Nel raggiungimento dei propri obiettivi e nella realizzazione dei propri progetti, il Gruppo della Trasgressione lavora in stretta collaborazione con il territorio, sviluppando interventi insieme al Municipio di Zona 5, a Regione Lombardia, ma anche a scuole, enti e associazioni che si occupano di temi affini, con l’intento di prevenire degrado, bullismo e tossicodipendenza.

La cornice di riferimento teorica del Gruppo si ispira ad alcuni autori classici di matrice psicodinamica e sociale, come ad esempio Bion e Lewin, in riferimento alle dinamiche di gruppo, spesso presenti all’interno della criminalità organizzata, ma anche a Winnicott, per indagare come le relazioni primarie costituiscano una base importante per lo sviluppo individuale del Sé.

 

Descrizione dettagliata del tipo di ruolo e mansioni svolte

Come tirocinante, viene richiesto di partecipare alle differenti attività proposte, frequentando con regolarità gli incontri settimanali e contribuendo attivamente allo sviluppo dei progetti. Inizialmente, i primi incontri nel mese di ottobre erano incentrati sull’ideazione di attività da svolgere all’interno della sede di Via Sant’Abbondio, creando uno spazio di cui avrebbero potuto usufruire anche i residenti della zona, appartenenti a fasce d’età o contesti differenti.

Successivamente, a causa delle restrizioni imposte dall’emergenza sanitaria, le attività settimanali che potevano essere ugualmente svolte con il collegamento ZOOM sono state il Cineforum sulla banalità e complessità del male, l’incontro sulla Genitorialità responsabile e le attività dell’Officina Creativa.

In particolare, ho contribuito a redigere i verbali inerenti ai diversi incontri, che non rappresentano una semplice stesura di quanto detto, ma costituiscono una rielaborazione dei contenuti emersi, generando un documento che possa diventare utile e fruibile per chiunque lo legga.

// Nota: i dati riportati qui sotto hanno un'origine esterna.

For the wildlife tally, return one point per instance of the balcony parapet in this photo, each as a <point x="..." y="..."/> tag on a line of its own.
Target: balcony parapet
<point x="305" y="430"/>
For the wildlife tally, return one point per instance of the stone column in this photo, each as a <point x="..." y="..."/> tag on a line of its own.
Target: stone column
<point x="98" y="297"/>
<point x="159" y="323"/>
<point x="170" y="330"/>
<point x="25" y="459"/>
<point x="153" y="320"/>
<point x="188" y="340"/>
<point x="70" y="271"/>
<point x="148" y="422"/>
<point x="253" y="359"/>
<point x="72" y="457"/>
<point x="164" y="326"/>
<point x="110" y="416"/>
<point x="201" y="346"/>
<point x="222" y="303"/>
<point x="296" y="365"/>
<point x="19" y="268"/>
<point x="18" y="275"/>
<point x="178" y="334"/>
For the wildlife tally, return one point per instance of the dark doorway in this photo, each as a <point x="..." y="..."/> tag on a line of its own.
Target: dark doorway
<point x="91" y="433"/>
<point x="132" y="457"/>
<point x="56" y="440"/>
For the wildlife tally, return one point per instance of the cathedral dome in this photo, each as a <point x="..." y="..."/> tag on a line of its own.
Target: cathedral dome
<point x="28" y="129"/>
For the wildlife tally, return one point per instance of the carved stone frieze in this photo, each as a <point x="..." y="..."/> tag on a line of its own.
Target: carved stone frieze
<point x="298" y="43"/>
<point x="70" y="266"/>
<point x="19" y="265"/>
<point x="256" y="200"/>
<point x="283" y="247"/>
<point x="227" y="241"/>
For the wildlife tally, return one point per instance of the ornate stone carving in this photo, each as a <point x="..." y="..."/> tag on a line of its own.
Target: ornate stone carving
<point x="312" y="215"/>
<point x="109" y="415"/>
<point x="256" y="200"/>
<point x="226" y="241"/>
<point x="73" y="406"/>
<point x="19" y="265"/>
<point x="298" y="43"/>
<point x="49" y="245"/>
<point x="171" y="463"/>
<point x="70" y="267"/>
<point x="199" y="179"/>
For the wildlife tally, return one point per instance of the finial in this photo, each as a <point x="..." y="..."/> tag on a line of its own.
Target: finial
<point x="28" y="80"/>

Durante il mio periodo di tirocinio è stato sviluppato un progetto inerente a interviste che avessero lo scopo di far conversare i diversi partecipanti del Gruppo. Attraverso la partecipazione ad alcune riunioni, insieme agli altri membri, abbiamo pensato a eventuali domande da formulare a possibili coppie di persone, come ad esempio membri del Gruppo che rivestono ruoli e posizioni apparentemente in contrasto, oppure membri del Gruppo che hanno collaborato in passato nella realizzazione di alcuni progetti (ad esempio, progetti di restauro), o ancora, creando una forma di “doppia intervista” per i membri che condividono aspetti in comune nel proprio percorso.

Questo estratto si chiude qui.